With the goal of improving the real estate investment trust’s ability to buy properties in tax-deferred structures, Welltower (NYSE: WELL) is undergoing a reorganization.
The Toledo, Ohio-based REIT will become an umbrella partnership real estate investment trust (UPREIT), which involves forming a publicly traded parent company that will adopt the Welltower name.
The existing REIT will convert to a Delaware limited liability company called “Welltower OP LLC” and will be controlled by the new parent entity.
The new UPREIT will continue to trade on the New York Stock Exchange as “WELL.”
The move is not expected to have any impact on the company’s financial position or leadership structure, nor will it affect its existing shareholders, debt security holders, lenders or other constituencies.
Welltower said the reorganization will better align its corporate structure with other publicly traded REITs.
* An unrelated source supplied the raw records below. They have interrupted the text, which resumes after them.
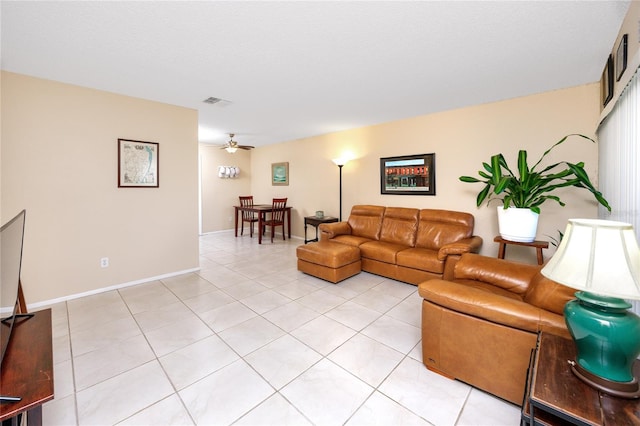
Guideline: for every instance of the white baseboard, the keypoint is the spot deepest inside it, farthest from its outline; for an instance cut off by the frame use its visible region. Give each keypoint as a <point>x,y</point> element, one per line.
<point>33,306</point>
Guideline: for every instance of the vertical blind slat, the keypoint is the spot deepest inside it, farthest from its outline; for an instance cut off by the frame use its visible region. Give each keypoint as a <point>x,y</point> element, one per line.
<point>619,160</point>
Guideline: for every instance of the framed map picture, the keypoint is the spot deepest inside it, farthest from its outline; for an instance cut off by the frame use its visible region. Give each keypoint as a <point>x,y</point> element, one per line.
<point>279,174</point>
<point>138,164</point>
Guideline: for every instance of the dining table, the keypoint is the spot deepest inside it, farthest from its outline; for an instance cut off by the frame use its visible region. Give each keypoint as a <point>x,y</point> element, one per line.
<point>261,210</point>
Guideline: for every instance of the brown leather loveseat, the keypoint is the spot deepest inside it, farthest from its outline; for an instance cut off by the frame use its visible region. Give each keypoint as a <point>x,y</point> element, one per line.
<point>480,323</point>
<point>406,244</point>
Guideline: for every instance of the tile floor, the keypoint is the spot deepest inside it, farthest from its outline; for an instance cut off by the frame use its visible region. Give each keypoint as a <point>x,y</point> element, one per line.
<point>249,340</point>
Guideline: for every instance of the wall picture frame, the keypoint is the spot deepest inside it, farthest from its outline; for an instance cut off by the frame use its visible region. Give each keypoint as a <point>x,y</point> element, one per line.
<point>408,175</point>
<point>280,174</point>
<point>606,82</point>
<point>138,164</point>
<point>621,57</point>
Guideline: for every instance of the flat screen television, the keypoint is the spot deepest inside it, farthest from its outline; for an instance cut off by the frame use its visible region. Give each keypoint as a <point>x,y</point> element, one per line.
<point>11,240</point>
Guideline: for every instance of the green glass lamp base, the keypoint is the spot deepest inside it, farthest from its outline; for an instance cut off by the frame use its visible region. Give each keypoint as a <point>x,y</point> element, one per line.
<point>607,338</point>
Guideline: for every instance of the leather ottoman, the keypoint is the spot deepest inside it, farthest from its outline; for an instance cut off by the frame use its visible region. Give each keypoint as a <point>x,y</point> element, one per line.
<point>330,261</point>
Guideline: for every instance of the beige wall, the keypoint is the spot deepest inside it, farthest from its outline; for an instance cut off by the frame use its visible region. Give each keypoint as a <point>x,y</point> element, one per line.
<point>220,195</point>
<point>59,161</point>
<point>461,140</point>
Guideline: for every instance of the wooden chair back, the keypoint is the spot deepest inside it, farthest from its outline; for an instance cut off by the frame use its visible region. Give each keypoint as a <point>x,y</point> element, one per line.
<point>247,201</point>
<point>277,210</point>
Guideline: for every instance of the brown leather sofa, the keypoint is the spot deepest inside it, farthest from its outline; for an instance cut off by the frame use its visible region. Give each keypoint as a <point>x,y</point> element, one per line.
<point>406,244</point>
<point>480,323</point>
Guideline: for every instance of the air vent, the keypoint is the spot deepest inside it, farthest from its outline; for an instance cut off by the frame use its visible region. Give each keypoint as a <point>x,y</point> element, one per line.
<point>220,103</point>
<point>211,100</point>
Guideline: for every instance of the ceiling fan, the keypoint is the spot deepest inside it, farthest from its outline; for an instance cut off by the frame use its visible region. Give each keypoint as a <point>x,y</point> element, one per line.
<point>232,146</point>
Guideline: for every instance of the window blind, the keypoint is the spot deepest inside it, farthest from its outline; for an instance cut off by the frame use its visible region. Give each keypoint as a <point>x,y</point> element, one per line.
<point>619,160</point>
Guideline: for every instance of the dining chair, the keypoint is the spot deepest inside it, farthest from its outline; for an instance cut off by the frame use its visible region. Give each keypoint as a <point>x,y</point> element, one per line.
<point>277,216</point>
<point>247,201</point>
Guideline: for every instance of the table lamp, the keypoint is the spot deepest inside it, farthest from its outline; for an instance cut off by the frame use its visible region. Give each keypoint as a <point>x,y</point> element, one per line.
<point>601,259</point>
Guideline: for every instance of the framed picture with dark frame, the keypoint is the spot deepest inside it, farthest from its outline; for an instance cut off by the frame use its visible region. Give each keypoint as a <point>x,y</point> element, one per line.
<point>408,175</point>
<point>138,165</point>
<point>607,82</point>
<point>279,174</point>
<point>621,57</point>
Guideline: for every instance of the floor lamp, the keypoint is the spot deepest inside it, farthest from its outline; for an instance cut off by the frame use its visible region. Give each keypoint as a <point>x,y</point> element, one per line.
<point>340,162</point>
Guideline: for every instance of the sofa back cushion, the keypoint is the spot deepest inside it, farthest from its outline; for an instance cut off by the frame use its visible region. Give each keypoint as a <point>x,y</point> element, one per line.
<point>437,228</point>
<point>548,295</point>
<point>366,221</point>
<point>399,226</point>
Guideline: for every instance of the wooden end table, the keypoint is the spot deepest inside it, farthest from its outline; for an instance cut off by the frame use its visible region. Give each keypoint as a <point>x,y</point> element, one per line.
<point>538,245</point>
<point>27,369</point>
<point>315,221</point>
<point>555,396</point>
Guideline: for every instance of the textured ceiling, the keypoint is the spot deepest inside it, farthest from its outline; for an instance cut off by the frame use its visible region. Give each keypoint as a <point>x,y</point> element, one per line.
<point>291,70</point>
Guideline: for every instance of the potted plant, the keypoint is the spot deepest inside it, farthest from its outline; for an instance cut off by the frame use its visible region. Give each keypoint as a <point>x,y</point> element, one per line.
<point>523,193</point>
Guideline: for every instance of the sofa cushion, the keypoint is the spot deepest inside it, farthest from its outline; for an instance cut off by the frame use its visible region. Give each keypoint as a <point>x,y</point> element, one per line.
<point>421,258</point>
<point>399,226</point>
<point>549,295</point>
<point>480,303</point>
<point>350,240</point>
<point>439,227</point>
<point>365,221</point>
<point>381,251</point>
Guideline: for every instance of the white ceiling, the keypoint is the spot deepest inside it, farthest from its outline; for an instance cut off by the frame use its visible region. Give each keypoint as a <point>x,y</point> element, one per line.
<point>296,69</point>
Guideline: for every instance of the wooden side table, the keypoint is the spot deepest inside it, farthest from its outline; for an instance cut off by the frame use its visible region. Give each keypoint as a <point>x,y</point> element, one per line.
<point>27,369</point>
<point>315,221</point>
<point>539,245</point>
<point>555,396</point>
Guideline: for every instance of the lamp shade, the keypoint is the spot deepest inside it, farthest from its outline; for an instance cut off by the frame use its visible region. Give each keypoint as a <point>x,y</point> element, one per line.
<point>598,256</point>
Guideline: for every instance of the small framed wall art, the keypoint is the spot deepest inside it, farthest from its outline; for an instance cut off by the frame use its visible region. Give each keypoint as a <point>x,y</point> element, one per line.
<point>621,57</point>
<point>280,174</point>
<point>408,175</point>
<point>138,164</point>
<point>607,82</point>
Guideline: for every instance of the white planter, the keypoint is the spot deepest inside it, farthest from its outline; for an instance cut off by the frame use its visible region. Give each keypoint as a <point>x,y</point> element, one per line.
<point>515,224</point>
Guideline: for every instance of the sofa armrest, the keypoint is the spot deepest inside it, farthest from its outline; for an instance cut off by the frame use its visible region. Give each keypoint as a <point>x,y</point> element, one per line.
<point>333,229</point>
<point>467,245</point>
<point>513,276</point>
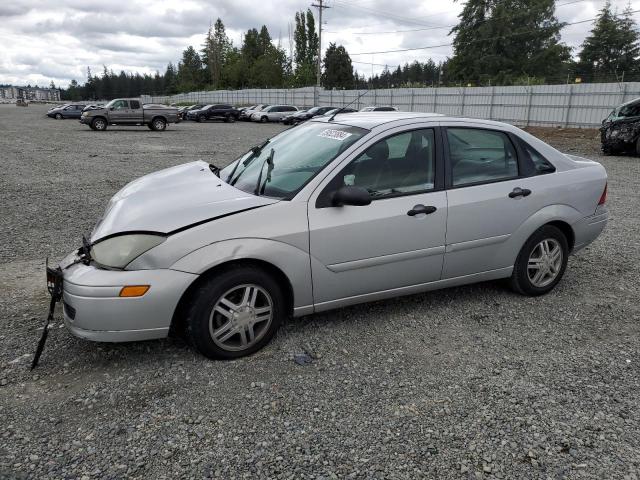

“Additionally, we believe that the conversion will further expand our already robust external growth pipeline, as OP units potentially offer a unique tool for sellers seeking tax deferral and advanced tax planning,” Welltower CEO Shankh Mitra said in a news release.
The holding company reorganization is set to take effect on April 1. The process to convert the LLC is effective, pending approval, shortly after the annual shareholder meeting.
On the same day, National Health Investors (NYSE: NHI) announced it had reached a memorandum of understanding in its lawsuit against Welltower.
NHI alleged that Welltower had failed to honor certain legal obligations following the REIT’s acquisition of 26 communities formerly leased to Holiday Retirement from NHI.
NHI and Welltower have agreed under the memorandum that they would work to find new tenants for 16 legacy Holiday properties.
Welltower also agreed to pay NHI approximately $6.9 million in an escrow account until the final settlement is filed in court. NHI is also entitled to the entirety of an $8.8 million security deposit.